I agree. If an employer sees Yale on your resume they're going to assume that you're very smart, and very hardworking. Not bad.
Do you think the same holds true for specialty rankings, though? Based on nothing more than my own anecdotal experience, I've never seen an employer get excited over the fact that an otherwise unremarkable school is ranked high in some random subcategory.
Say I'm looking at two resumes. Author of Resume A went to an out of state school ranked 40, was ranked just outside the top 20%. Author of Resume B went to an out of state school ranked T4, was ranked just outside the top 20%. Assume I don't have a personal preference on the schools and I don't know either person.
I agree that if an employer has nothing else to go on they'll probably make the decision based on rankings. But how realistic is this scenario? Typically an employer is not limited to choosing between two out of state, relatively unknown applicants.

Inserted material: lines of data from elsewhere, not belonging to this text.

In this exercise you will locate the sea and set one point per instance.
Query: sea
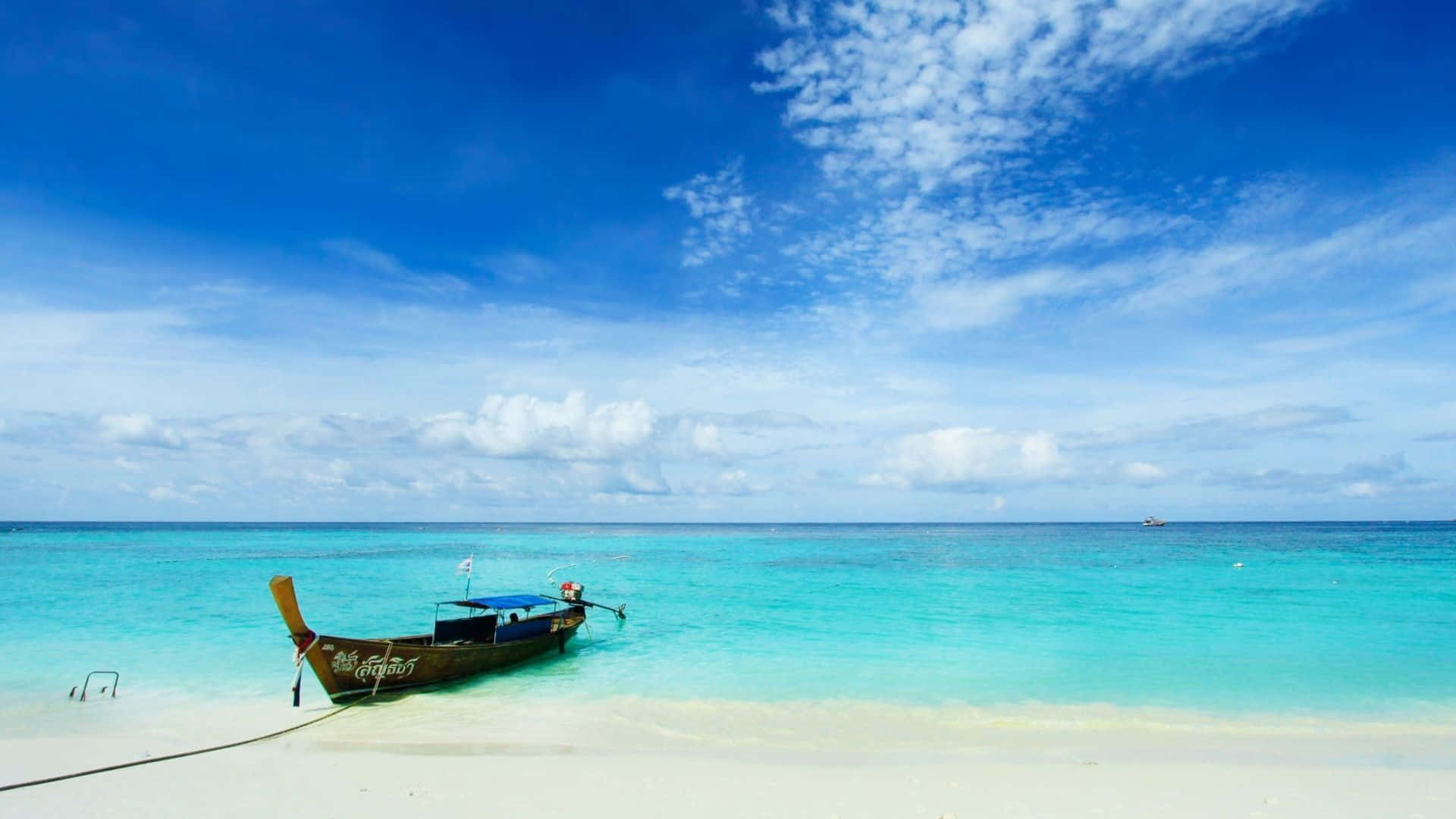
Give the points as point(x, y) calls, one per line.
point(1345, 621)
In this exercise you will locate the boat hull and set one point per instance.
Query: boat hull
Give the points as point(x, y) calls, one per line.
point(350, 668)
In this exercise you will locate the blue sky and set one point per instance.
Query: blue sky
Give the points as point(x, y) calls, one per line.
point(903, 261)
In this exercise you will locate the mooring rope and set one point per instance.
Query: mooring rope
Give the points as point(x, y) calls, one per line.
point(133, 764)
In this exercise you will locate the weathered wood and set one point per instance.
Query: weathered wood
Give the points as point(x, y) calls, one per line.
point(350, 668)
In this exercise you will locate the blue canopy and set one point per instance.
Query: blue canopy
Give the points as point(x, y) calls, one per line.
point(507, 602)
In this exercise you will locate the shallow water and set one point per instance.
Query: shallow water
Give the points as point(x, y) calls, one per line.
point(1329, 620)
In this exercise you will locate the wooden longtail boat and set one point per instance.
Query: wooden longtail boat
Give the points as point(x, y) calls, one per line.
point(456, 649)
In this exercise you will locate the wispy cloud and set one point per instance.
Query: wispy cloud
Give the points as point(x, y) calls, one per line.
point(1363, 479)
point(970, 458)
point(395, 273)
point(943, 93)
point(721, 207)
point(1222, 431)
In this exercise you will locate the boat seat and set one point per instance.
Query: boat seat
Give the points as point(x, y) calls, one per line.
point(465, 630)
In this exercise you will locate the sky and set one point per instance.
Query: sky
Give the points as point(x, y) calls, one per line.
point(943, 261)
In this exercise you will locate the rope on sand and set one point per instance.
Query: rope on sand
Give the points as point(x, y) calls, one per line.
point(17, 786)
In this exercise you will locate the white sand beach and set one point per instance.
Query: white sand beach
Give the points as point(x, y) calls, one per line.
point(632, 758)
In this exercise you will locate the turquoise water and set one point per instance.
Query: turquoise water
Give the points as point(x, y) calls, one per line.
point(1324, 618)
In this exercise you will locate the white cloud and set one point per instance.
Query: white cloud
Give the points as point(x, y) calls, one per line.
point(970, 458)
point(525, 426)
point(944, 91)
point(168, 494)
point(723, 212)
point(398, 275)
point(1142, 471)
point(1360, 488)
point(139, 428)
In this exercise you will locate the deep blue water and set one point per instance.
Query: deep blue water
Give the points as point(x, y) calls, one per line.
point(1324, 618)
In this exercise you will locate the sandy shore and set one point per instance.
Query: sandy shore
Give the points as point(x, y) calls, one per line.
point(436, 755)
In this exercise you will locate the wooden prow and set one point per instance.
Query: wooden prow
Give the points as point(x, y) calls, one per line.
point(303, 637)
point(281, 586)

I agree with you that rankings do indeed matter, but I think the degree to which they matter dramatically decreases the farther down the list you go. At the offices I've worked at, a local T4 grad with personal connections would have a much better chance than an unknown out of state grad from a random top 50 school. I'm not saying that the ranking would be completely disregarded, but I'm not sure that it would be sufficient to overcome a lack of experience or personal connections, either.
I've seen people from T4 schools get hired over T1 grads because they worked at the office as an intern and did a great job. They were a known quantity, and the hiring attorneys felt comfortable with them. I've also seen resumes from candidates who attended higher-ranked, but not exactly prestigious, law schools summarily dismissed. Why? Because they were unknown quantities, and lawyers can be very risk adverse.
Now, if we include graduates from elite schools, the entire analysis changes. A Stanford grad will always get an interview, and probably get hired, based on pedigree alone.